Sorry you’re sick! I didn’t play either.
I agree, we do currently have a sense of closure with regard to the search for Shaun. He’s an old man, he’s committed to the Institute, the story is told. The big story that’s left, as I see it, is that we’re now trying to figure out our own relationship to the organization to which he committed his life, and hence to the Wasteland in which we find ourselves. He makes us consider an alliance with the organization that everyone in the game until now has utterly demonized. And he offers us a nice comfortable life: a temptation perhaps worthy of the demons everyone sees in the Institute.
I think what I was saying there was that just being TOLD that we didn’t need to find him because xyz (he’s dead, he moved to Canada, he became the leader of the Institute) wouldn’t be good closure. Meeting him and talking to him wraps it up in a way that some character saying “oh yeah, your son…he did thus and such, the end” wouldn’t necessarily have.
But now, yeah, we did that. We found him. So…
How do we deal with the past when it’s spent more time in the future than we have? Do we care deeply enough about past-Shaun, whom we barely knew, to give weight to the opinions of present-Shaun, a total stranger? Is there any meaning to ‘family’ and the obligations of family, in this situation? What do we owe Shaun, and what does he owe us–if anything?

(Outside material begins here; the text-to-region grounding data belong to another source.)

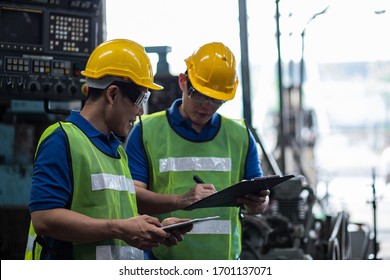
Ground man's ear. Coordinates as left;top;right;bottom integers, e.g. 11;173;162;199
178;73;187;92
105;85;118;104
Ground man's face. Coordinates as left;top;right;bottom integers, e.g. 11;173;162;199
180;75;225;128
108;83;146;137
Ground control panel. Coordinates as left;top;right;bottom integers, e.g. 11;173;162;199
0;0;102;102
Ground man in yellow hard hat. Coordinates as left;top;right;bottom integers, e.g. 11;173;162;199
25;39;191;260
125;42;269;260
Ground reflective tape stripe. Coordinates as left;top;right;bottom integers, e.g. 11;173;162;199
26;235;34;251
96;245;144;260
91;174;135;193
159;157;231;173
188;220;231;235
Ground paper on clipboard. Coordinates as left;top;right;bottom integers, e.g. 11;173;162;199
161;216;220;231
185;174;294;210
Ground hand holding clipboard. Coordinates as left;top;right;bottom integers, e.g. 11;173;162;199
185;175;294;210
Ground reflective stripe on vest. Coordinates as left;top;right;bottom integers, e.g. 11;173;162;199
91;174;135;193
189;220;231;234
159;157;231;172
25;235;34;251
96;245;144;260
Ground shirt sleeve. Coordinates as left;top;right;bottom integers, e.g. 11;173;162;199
125;123;149;185
29;128;72;212
244;129;264;180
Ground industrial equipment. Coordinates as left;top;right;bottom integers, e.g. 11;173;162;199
0;0;103;259
0;0;103;104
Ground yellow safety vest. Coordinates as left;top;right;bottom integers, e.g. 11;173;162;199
25;122;141;259
140;111;249;259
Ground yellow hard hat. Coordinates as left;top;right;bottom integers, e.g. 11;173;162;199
185;42;238;101
81;39;163;90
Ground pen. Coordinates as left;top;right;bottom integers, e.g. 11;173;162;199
193;175;205;184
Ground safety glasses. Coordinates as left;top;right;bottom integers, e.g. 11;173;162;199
132;90;151;108
187;85;225;108
186;76;225;108
110;81;151;108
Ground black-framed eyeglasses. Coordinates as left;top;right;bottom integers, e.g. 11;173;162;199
110;81;150;108
186;79;225;108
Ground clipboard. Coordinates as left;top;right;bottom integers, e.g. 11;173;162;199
185;174;294;210
161;216;220;231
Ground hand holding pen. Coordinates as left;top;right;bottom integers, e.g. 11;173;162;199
180;175;217;209
193;175;205;184
193;175;217;194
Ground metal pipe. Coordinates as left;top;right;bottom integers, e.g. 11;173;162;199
238;0;252;127
275;0;286;173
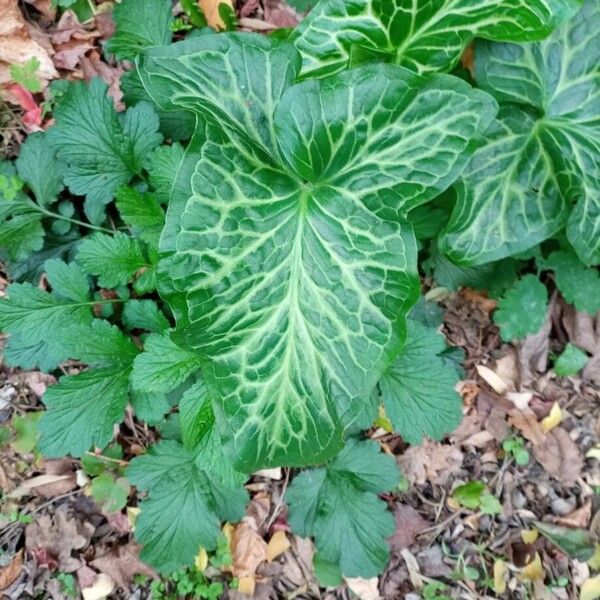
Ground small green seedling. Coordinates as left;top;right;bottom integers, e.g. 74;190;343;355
502;436;530;466
9;57;42;93
452;481;502;515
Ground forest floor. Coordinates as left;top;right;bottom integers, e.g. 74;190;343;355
1;1;599;599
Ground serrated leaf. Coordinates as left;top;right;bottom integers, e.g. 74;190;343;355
121;299;169;332
115;187;165;245
126;440;248;573
15;132;64;207
76;232;147;288
105;0;173;60
137;33;496;471
91;473;130;512
291;0;581;79
441;0;600;265
379;320;462;444
0;261;94;371
178;381;214;450
47;78;162;224
0;162;44;261
493;274;548;341
131;332;202;394
286;439;399;578
44;258;89;302
130;390;171;425
38;366;132;457
554;343;588;376
544;250;600;314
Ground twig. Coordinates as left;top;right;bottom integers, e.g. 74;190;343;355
265;468;290;530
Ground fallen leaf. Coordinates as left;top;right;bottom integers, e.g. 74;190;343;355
79;50;124;109
199;0;234;30
231;520;267;578
476;364;508;394
493;559;508;594
195;547;208;572
264;3;299;27
541;402;562;433
581;575;600;600
51;10;99;71
0;550;23;592
399;441;463;486
521;529;539;544
461;288;497;313
345;577;381;600
0;0;57;89
521;552;544;582
81;573;115;600
266;531;290;562
555;501;592;529
534;521;596;561
400;548;423;589
508;409;545;445
90;542;157;588
2;83;42;129
390;504;430;551
25;507;94;572
533;427;583;485
8;473;75;499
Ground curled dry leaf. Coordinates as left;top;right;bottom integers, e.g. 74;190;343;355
231;520;268;578
79;50;124;109
199;0;234;30
399;441;463;486
0;550;23;592
90;542;157;588
0;0;57;90
51;10;100;71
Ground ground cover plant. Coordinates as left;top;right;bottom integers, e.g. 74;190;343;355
0;0;599;595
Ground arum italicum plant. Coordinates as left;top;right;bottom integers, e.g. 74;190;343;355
0;0;591;580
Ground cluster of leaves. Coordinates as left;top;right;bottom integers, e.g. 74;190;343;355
0;0;597;583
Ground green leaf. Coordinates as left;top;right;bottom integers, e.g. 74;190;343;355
534;521;596;561
105;0;173;59
291;0;581;79
0;162;44;261
12;411;42;454
91;473;130;512
126;440;248;573
130;391;171;425
122;299;169;332
493;274;548;341
131;332;202;394
554;343;589;376
379;320;462;444
286;439;399;578
452;481;486;509
47;78;162;224
0;260;93;371
9;57;42;92
544;250;600;314
139;33;496;470
115;187;165;245
178;381;214;450
81;444;124;476
181;0;207;27
441;0;600;265
15;132;64;207
76;232;147;288
479;493;502;515
38;366;132;457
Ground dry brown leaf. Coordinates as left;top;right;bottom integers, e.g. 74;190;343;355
264;3;299;27
533;427;583;485
461;287;497;313
90;542;157;588
476;364;509;394
508;410;545;445
25;507;94;572
79;50;124;108
231;520;268;578
51;10;99;71
390;504;430;551
345;577;381;600
24;0;56;20
22;371;55;398
0;0;58;89
399;441;463;486
0;550;23;592
199;0;234;30
7;473;75;499
554;500;592;529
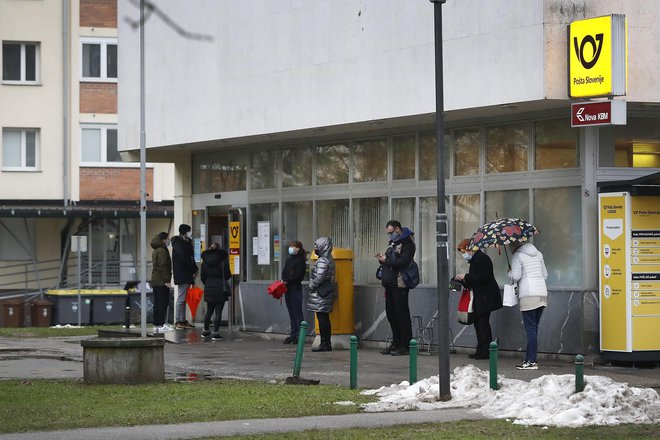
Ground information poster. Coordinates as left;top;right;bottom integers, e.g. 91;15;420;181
630;196;660;350
599;193;628;351
257;221;270;265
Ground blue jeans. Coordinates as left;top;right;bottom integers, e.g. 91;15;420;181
176;284;190;322
522;307;545;363
284;285;304;340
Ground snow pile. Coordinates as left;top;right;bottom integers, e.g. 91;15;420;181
360;365;660;427
50;324;84;329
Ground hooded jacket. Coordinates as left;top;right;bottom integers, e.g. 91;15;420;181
171;235;198;285
508;243;548;299
150;235;171;287
461;249;503;314
306;237;336;313
200;247;231;302
379;227;416;288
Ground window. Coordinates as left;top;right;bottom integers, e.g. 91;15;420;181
453;193;481;275
419;131;450;180
2;128;38;170
353;197;388;283
599;117;660;168
353;138;387;182
392;135;415;180
317;199;350;248
317;143;349;185
249;203;279;280
81;38;117;81
535;118;578;170
282;201;313;280
2;42;39;84
81;125;121;163
250;150;278;189
193;151;247;193
282;146;312;186
454;128;480;176
486;122;529;173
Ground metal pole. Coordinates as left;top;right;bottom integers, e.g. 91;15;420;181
77;246;81;327
431;0;451;401
575;354;585;393
489;341;499;390
292;321;308;377
139;0;147;338
409;339;418;384
350;335;358;389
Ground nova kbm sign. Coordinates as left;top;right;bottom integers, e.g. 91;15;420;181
569;15;627;98
571;100;626;127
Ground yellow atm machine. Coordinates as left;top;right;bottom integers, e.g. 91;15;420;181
310;248;354;350
599;189;660;361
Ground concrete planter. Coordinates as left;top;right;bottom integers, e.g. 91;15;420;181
81;337;165;384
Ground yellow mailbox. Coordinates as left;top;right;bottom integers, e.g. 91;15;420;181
310;248;354;335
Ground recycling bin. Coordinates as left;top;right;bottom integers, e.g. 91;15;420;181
30;299;53;327
90;291;127;324
2;299;25;327
46;290;92;325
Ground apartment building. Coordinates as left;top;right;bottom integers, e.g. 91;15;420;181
0;0;174;297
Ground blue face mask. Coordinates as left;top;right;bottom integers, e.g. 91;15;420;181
388;231;399;241
462;252;472;262
288;247;297;255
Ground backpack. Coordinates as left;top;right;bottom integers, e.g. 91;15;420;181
401;260;420;289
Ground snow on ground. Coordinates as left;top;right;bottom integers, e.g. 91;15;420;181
359;365;660;427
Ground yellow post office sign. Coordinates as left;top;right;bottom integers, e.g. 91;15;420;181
569;14;627;98
229;221;240;275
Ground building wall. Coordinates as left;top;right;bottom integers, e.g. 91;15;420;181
79;167;154;200
0;0;64;200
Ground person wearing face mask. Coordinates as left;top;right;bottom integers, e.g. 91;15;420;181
375;220;416;356
454;238;502;359
281;241;307;344
150;231;172;333
171;224;198;329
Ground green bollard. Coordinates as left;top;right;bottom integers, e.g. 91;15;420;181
409;339;418;384
575;354;584;393
350;335;358;389
292;321;308;377
489;341;498;390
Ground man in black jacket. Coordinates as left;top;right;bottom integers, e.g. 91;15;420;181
376;220;416;356
172;224;198;329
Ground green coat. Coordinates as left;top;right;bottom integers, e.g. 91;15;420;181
150;235;172;287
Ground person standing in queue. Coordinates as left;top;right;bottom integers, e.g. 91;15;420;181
306;237;336;352
200;242;231;341
454;238;502;359
172;224;198;330
282;240;307;345
150;231;172;333
376;220;415;356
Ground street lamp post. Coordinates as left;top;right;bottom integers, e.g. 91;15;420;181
139;0;147;338
430;0;451;401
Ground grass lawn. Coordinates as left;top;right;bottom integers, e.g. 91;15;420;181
222;420;660;440
0;379;374;433
0;325;124;338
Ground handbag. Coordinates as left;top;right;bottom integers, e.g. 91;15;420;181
457;288;474;325
502;279;518;307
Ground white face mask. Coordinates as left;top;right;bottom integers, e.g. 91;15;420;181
185;231;193;239
462;252;472;262
288;247;297;255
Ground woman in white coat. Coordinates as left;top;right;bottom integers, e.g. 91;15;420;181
508;242;548;370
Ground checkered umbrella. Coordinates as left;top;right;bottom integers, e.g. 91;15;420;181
469;217;540;252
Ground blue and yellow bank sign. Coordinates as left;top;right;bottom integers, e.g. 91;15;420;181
569;14;627;98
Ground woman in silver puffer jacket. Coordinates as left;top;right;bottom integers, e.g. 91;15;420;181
306;236;336;352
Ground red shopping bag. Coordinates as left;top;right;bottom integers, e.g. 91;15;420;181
267;280;287;303
457;288;474;325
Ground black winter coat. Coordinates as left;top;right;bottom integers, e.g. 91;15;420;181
200;248;231;302
380;228;416;288
171;235;198;285
281;251;306;290
461;250;502;315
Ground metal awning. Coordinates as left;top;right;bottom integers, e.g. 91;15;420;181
0;200;174;218
598;172;660;196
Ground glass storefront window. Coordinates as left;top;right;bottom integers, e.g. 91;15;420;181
535;118;578;170
282;201;312;281
454;128;480;176
453;194;481;276
353;197;388;284
392;135;415;180
250;150;278;189
420;196;438;285
392;198;415;233
316;199;350;249
317;143;349;185
353;138;388;182
249;203;280;280
484;190;530;285
533;187;582;287
419;131;450;180
599;117;660;168
193;151;247;193
282;146;312;187
486;122;529;173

Nice point about not really knowing Shaun. I mean, you’re right. He was just a blob. We’ve gone through so much more with the NPCs we’ve met. Learned more about them, spent more time with them (remember, game time passes fast) etc. Yes, we, as parents, are hardwired to think “My child. Period.” But, at this point, we’ve spent a tiny fraction of his life with him, and shared so much more with others. So maybe it’s not weird that I feel like “Why should I care?” when I’ve gone through hell with Cait and Nick etc.